Module 3 - Assessment of Mental Health for People with an Intellectual Disability

Diagnostic Criteria

In attempts to increase the reliability of psychiatric diagnoses, most classification systems have become 'operationalised' so that the criteria needed to make a particular diagnosis have become very specific and clear to minimise room for disagreement. DSM V has adopted this approach and allows for the systematic recording of clinical information. As noted, DSM V disorders are grouped into major diagnostic classes.  In general, these classes are based on groups of illnesses that share common symptoms or tend to occur at a particular developmental stage.  Within each major diagnostic class the specific criteria required to make a diagnosis are set out.  Usually this will consist of inclusion criteria (i.e. symptoms or factors that must be present to make the diagnosis) and exclusion criteria (i.e. symptoms or factors that, if present, dictate that a particular diagnosis cannot be made). Criteria are generally quite restrictive and specific. Although DSM V lists the criteria needed to make a diagnosis it does not attempt to include the total range of problems and symptoms that may co-exist with any one diagnosis.

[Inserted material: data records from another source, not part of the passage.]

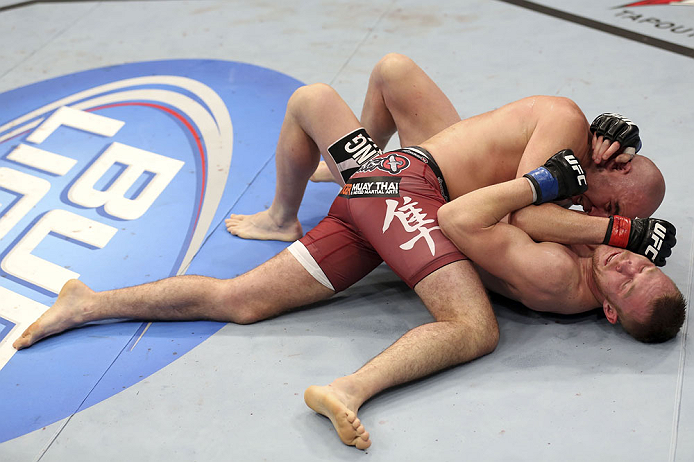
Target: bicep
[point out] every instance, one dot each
(506, 252)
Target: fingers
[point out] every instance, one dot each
(601, 146)
(611, 150)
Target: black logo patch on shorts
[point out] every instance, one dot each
(374, 186)
(392, 163)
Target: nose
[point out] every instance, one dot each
(625, 267)
(596, 212)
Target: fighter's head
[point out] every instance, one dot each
(646, 302)
(634, 189)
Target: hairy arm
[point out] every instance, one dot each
(553, 223)
(529, 268)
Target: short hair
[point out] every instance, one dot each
(666, 319)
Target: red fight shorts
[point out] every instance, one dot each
(385, 212)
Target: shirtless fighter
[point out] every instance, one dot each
(548, 276)
(465, 326)
(401, 97)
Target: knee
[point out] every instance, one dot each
(391, 68)
(308, 97)
(479, 336)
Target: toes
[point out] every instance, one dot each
(363, 442)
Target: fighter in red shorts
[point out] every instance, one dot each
(385, 212)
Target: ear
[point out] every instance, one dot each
(610, 312)
(621, 167)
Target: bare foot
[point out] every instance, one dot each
(331, 403)
(262, 226)
(66, 312)
(323, 174)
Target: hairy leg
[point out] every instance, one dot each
(316, 117)
(259, 294)
(400, 98)
(465, 328)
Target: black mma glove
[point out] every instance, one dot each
(560, 178)
(650, 237)
(616, 127)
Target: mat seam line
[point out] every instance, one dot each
(369, 32)
(48, 42)
(682, 362)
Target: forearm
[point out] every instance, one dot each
(552, 223)
(479, 210)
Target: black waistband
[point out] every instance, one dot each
(426, 157)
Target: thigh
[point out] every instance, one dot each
(336, 247)
(401, 91)
(455, 292)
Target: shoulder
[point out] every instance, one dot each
(556, 279)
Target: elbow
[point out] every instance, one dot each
(451, 221)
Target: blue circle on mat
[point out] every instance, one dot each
(177, 109)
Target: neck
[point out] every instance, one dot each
(588, 277)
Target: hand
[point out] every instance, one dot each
(650, 237)
(560, 178)
(612, 132)
(604, 149)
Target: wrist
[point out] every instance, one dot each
(618, 231)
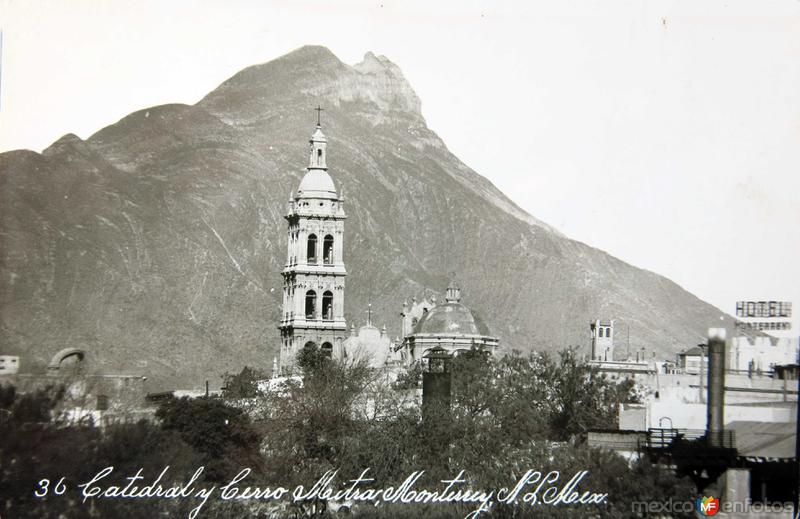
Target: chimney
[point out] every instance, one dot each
(715, 409)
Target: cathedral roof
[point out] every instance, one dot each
(451, 318)
(317, 184)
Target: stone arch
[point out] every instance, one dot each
(311, 249)
(327, 305)
(311, 305)
(58, 358)
(327, 249)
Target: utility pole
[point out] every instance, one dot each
(797, 440)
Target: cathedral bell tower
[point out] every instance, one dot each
(313, 277)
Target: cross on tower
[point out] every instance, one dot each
(319, 112)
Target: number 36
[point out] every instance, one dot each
(44, 487)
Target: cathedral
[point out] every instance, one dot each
(313, 277)
(314, 282)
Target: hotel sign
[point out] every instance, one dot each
(764, 315)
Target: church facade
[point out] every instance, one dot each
(314, 286)
(314, 273)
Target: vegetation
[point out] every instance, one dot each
(507, 416)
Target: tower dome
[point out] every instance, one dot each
(317, 183)
(452, 326)
(451, 318)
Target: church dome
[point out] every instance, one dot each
(451, 318)
(317, 184)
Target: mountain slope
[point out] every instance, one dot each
(157, 243)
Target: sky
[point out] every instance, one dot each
(666, 133)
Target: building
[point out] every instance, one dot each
(451, 326)
(313, 278)
(694, 360)
(602, 339)
(9, 364)
(411, 314)
(761, 354)
(602, 335)
(371, 344)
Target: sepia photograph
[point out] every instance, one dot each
(376, 259)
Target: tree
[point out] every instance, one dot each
(223, 435)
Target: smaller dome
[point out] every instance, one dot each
(451, 318)
(318, 136)
(317, 184)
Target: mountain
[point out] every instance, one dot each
(157, 243)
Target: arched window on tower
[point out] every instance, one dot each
(311, 249)
(327, 305)
(311, 304)
(327, 249)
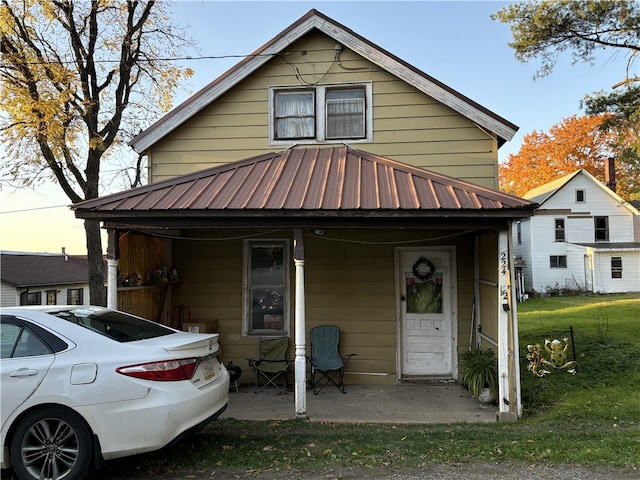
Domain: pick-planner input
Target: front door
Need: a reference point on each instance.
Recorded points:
(426, 280)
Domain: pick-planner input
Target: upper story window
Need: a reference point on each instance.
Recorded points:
(321, 113)
(559, 233)
(616, 267)
(52, 296)
(601, 225)
(31, 298)
(266, 288)
(74, 296)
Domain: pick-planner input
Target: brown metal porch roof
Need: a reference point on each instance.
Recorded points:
(307, 182)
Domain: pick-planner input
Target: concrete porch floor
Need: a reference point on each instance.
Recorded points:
(405, 403)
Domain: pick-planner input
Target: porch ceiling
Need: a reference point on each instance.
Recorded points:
(336, 185)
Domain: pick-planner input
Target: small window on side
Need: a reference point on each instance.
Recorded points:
(601, 227)
(559, 230)
(558, 261)
(74, 296)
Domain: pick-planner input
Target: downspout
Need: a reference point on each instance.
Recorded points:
(300, 365)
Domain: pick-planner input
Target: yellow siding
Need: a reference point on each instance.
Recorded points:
(408, 126)
(350, 283)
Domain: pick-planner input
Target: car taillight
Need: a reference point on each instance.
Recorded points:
(166, 371)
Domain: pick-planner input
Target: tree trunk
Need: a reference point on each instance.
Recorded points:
(97, 291)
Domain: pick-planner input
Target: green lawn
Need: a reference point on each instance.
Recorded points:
(591, 418)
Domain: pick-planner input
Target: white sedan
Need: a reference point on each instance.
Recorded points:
(81, 385)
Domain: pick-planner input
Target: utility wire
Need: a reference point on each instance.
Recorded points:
(32, 209)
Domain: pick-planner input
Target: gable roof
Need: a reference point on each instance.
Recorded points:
(313, 19)
(37, 269)
(312, 183)
(544, 192)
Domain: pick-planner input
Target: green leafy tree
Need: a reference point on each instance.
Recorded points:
(77, 80)
(544, 30)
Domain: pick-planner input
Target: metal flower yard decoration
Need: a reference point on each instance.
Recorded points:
(557, 353)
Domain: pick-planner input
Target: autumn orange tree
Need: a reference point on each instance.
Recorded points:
(77, 80)
(574, 143)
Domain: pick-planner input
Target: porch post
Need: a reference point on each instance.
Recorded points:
(112, 283)
(503, 323)
(513, 332)
(300, 327)
(112, 271)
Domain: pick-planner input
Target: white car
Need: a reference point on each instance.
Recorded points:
(81, 385)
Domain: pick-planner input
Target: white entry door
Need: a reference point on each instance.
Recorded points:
(427, 300)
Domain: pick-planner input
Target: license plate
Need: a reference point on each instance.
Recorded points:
(208, 370)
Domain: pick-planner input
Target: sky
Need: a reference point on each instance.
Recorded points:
(455, 42)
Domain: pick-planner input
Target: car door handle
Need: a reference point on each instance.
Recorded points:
(24, 372)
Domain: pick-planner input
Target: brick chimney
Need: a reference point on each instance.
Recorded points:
(610, 173)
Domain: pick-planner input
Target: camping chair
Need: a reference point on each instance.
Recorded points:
(326, 361)
(272, 365)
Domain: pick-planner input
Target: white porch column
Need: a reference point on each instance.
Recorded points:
(514, 332)
(300, 363)
(112, 283)
(507, 360)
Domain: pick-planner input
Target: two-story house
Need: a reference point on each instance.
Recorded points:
(583, 237)
(43, 279)
(323, 180)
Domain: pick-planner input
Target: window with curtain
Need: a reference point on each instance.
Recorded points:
(294, 114)
(321, 113)
(266, 292)
(345, 113)
(616, 267)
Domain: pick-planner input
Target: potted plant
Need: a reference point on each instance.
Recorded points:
(479, 372)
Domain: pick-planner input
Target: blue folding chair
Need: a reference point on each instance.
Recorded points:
(326, 362)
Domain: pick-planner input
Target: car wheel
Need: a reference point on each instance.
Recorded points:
(51, 444)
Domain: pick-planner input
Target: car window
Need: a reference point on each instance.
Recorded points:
(9, 334)
(18, 341)
(116, 325)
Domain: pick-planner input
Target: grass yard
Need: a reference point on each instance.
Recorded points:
(590, 419)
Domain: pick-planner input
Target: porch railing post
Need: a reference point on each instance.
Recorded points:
(300, 364)
(112, 283)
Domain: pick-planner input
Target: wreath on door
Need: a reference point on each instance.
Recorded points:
(423, 269)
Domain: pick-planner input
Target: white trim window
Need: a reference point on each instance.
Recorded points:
(559, 230)
(266, 288)
(320, 113)
(601, 229)
(616, 267)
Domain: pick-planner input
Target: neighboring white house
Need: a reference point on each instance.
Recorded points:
(43, 279)
(583, 237)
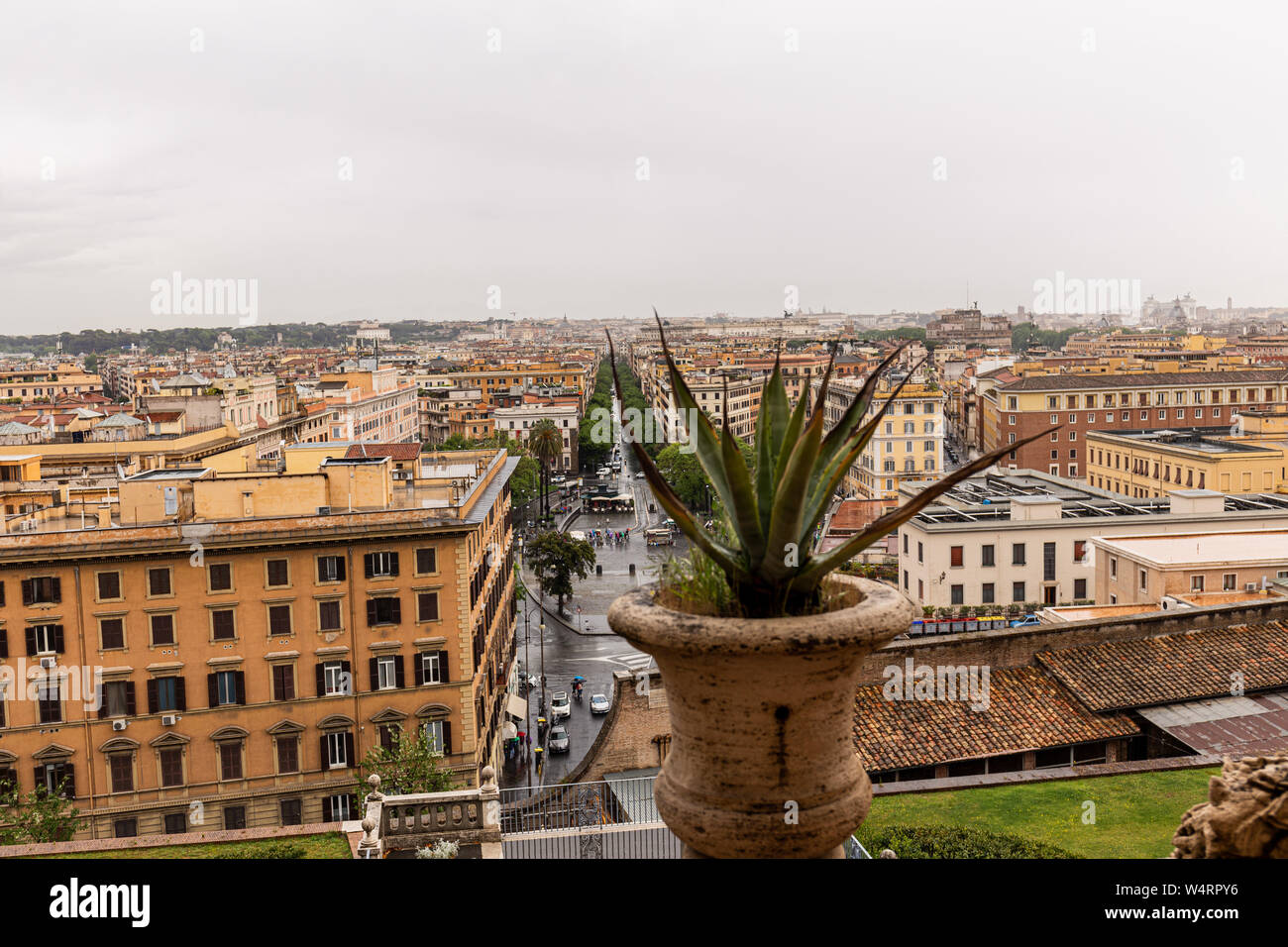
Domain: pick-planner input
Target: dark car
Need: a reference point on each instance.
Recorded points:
(558, 740)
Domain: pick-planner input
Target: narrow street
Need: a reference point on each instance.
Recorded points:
(583, 643)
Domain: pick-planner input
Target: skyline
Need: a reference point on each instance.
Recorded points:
(397, 163)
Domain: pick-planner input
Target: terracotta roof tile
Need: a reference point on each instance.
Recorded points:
(1026, 710)
(1173, 668)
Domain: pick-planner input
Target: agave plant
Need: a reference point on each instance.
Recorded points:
(774, 505)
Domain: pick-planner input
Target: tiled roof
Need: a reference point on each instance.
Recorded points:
(1150, 379)
(1168, 669)
(1026, 710)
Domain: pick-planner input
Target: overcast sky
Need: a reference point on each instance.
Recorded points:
(597, 158)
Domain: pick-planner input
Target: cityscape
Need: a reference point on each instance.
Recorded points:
(361, 519)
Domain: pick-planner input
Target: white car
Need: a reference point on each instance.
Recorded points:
(559, 705)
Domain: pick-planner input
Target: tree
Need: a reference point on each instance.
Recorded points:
(411, 766)
(545, 442)
(555, 557)
(38, 815)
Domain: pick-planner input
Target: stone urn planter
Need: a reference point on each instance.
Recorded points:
(761, 761)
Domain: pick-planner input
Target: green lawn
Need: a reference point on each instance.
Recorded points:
(329, 845)
(1134, 814)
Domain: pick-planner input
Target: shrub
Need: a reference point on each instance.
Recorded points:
(953, 841)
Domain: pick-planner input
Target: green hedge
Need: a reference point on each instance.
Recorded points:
(953, 841)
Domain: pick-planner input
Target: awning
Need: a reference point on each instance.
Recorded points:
(516, 706)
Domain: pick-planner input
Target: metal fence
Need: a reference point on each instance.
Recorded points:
(614, 818)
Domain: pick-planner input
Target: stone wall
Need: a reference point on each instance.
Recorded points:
(1017, 647)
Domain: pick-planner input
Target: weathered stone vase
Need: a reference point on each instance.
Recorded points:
(761, 761)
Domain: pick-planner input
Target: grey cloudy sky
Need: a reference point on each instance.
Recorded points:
(1104, 141)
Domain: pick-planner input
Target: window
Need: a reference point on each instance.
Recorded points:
(108, 586)
(175, 822)
(220, 577)
(230, 759)
(278, 573)
(222, 628)
(330, 569)
(338, 749)
(381, 565)
(279, 620)
(430, 668)
(283, 682)
(171, 766)
(162, 629)
(329, 616)
(426, 605)
(335, 678)
(121, 766)
(384, 611)
(159, 581)
(117, 698)
(111, 633)
(44, 639)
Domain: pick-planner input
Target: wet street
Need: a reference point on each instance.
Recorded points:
(583, 643)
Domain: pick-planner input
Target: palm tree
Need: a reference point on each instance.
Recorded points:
(546, 444)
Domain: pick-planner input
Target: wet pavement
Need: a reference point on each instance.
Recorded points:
(584, 643)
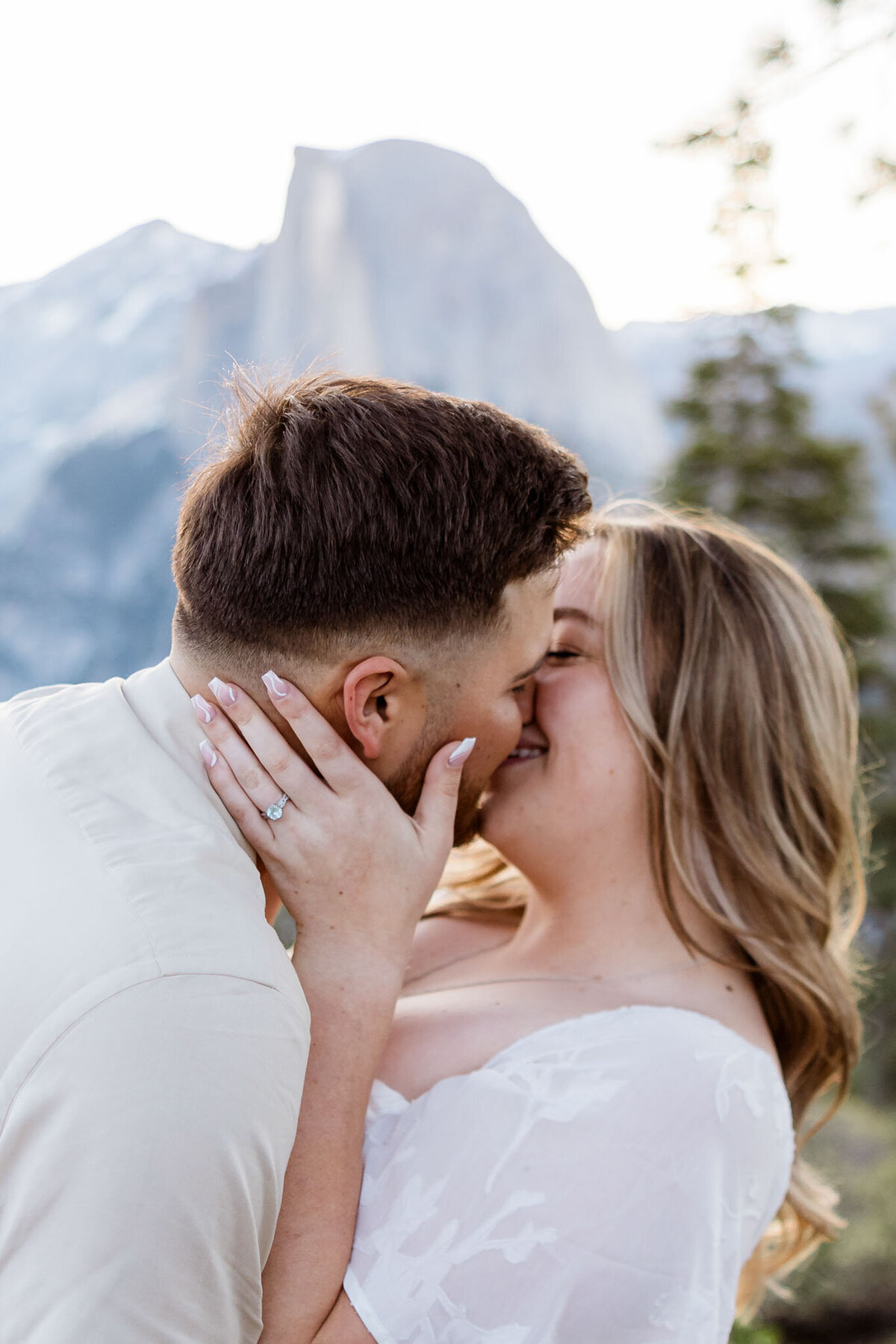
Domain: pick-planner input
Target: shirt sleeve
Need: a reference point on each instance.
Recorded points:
(571, 1198)
(141, 1167)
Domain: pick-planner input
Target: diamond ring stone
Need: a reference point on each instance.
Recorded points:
(276, 809)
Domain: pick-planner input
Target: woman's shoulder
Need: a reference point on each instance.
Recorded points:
(444, 938)
(667, 1066)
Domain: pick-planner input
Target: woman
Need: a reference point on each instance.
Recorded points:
(585, 1121)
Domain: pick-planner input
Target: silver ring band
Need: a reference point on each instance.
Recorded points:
(276, 809)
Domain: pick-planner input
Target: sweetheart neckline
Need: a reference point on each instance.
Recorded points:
(566, 1022)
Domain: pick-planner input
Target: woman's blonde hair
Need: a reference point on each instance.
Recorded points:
(739, 694)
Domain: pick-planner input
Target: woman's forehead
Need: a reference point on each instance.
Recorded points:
(581, 577)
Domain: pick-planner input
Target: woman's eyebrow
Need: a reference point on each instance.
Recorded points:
(561, 613)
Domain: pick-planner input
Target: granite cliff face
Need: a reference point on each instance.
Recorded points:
(398, 258)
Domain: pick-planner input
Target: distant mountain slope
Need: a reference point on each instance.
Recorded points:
(398, 258)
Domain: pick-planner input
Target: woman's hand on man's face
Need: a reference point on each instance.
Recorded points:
(351, 867)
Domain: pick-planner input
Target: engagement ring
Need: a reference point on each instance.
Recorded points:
(276, 809)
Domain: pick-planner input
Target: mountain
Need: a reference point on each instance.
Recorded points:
(396, 258)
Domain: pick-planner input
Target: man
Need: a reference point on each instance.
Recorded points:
(388, 550)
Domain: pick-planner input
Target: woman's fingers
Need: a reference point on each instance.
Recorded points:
(242, 761)
(240, 807)
(335, 760)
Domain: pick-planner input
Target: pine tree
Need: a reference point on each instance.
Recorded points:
(750, 453)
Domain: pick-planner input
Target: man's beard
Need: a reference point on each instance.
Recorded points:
(408, 785)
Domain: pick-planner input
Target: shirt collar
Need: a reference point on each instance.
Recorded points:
(163, 706)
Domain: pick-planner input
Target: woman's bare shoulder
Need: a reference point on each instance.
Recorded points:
(444, 938)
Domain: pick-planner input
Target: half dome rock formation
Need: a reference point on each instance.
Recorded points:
(410, 261)
(398, 258)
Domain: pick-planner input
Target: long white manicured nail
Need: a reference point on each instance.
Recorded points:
(276, 686)
(461, 753)
(223, 693)
(203, 708)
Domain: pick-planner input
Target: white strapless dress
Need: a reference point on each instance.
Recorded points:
(600, 1182)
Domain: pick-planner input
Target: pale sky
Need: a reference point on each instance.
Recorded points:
(188, 111)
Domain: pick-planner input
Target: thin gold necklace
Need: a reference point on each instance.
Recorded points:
(526, 980)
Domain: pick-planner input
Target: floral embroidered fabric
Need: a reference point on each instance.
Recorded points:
(600, 1182)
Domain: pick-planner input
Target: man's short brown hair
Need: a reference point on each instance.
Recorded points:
(343, 506)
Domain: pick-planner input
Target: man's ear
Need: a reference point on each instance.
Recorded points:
(382, 699)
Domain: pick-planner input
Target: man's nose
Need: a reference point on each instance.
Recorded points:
(527, 701)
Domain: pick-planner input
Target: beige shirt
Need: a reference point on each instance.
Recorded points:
(153, 1035)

As an example, here are the DSM-V diagnostic criteria for depression.

A.  Five (or more) of the following symptoms have been present during the same two-week period and represent a change from previous functioning; at least one of the symptoms is either (1) depressed mood or (2) loss of interest or pleasure. Note: Do not include symptoms that are clearly due to a medical condition. (1) depressed mood most of the day, nearly every day, as indicated by either subjective report (e.g., feels sad or empty) or observation made by others (e.g., appears tearful). Note: in children and adolescents can be irritable mood. (2) markedly diminished interest or pleasure in all, or almost all, activities most of the day, nearly every day (as indicated by either subjective account or observation made by others). (3) significant weight loss when not dieting or weight gain (e.g., a change of more than 5% of body weight in a month), or the decrease or increase in appetite nearly every day.  Note: in children, consider  failure to make expected weight gains. (4) insomnia or hypersomnia nearly every day. (5) psychomotor agitation or retardation nearly every day (observable by others, not merely subjective feelings of restlessness of being slowed down). (6) fatigue or loss of energy nearly every day. (7) feelings of worthlessness or excessive or inappropriate guilt (which may be delusional) nearly every day (not merely self-reproach all guilt about being sick). (8) diminished ability to think or concentrate, or indecisiveness, nearly every day (either by subjective account or as observed by others). (9) recurrent thoughts of death (not just a fear of dying), current suicidal ideation with  a specific plan, or a suicide attempt or a specific plan for committing suicide. B. the symptoms cause clinically significant distress or impairment  in social, occupational, or other important areas of functioning. C. the symptoms are not due to the direct physiological effects of a substance (e.g., a drug of abuse, medication) or a general medical condition (e.g. hypothyroidism). D The occurrence of the major depressive episode is not better explained by schizoaffective disorder, schizophrenia, schizophreniform disorder, delusional disorder or other psychotic disorders. E. There has never been a manic or hypomanic episode.

Before continuing, take a moment to consider what difficulties there may be in

categorising mental illness like this for people with intellectual disability.